Iowa is one of several states to file consumer lawsuits today against Standard & Poor’s Ratings Services. Attorney General Tom Miller alleges the financial ratings company misrepresented its investment analysis services leading up to the economic crash in 2007 and 2008.
“In numerous instances — including their code of conduct — Standard and Poor’s clearly and specifically represented that the ratings that they would make would be independent, impartial and not be affected by business considerations in an way, shape or form,” Miller says.
“And we accuse them in our lawsuit of a misrepresentation under the Iowa Consumer Fraud Act concerning that reputation.” Miller alleges the company began giving false higher ratings to investment banks beginning in 2001 in an attempt to make more profit.
“They were concerned that if they had a more rigorous rating of the bonds, they would lose the business of the issuers to other rating agencies,” Miller says. The lawsuit asks for several things.
“We seek an injunction to stop this from ever happening again. We’re also going to pursue the idea, the objective of a monitor, also to ensure that it never happens again,” Miller explains. “We will seek civil penalties, significant civil penalties for the alleged violations. And also, we will seek disgorgement of their profits from these bonds and securities that they rated the fees for them.”

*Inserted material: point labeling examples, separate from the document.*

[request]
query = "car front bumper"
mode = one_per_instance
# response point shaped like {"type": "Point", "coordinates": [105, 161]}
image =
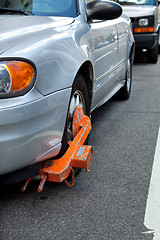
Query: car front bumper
{"type": "Point", "coordinates": [31, 128]}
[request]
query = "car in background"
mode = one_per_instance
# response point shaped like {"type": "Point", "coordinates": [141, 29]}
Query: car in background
{"type": "Point", "coordinates": [145, 20]}
{"type": "Point", "coordinates": [55, 55]}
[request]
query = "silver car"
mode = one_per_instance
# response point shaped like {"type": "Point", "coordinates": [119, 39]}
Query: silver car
{"type": "Point", "coordinates": [54, 55]}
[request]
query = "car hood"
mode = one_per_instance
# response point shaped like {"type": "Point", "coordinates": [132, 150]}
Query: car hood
{"type": "Point", "coordinates": [138, 11]}
{"type": "Point", "coordinates": [16, 29]}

Miller says Iowans could have been impacted by S&P’s actions in a variety of ways. “Potentially in their pension plans and 4-0-1-K’s, there could have been an affect. At the larger level — at the macro level — we alleged that if Standard and Poor’s had not given the Triple-A rating to the large group that they did, many of the significant consequences would not have taken place,” Miller says.
Iowa is part of a group of 15 states that are filing lawsuits against the ratings firm. Miller says they are still trying to figure the amount of profits Standard & Poor’s allegedly made from the false ratings.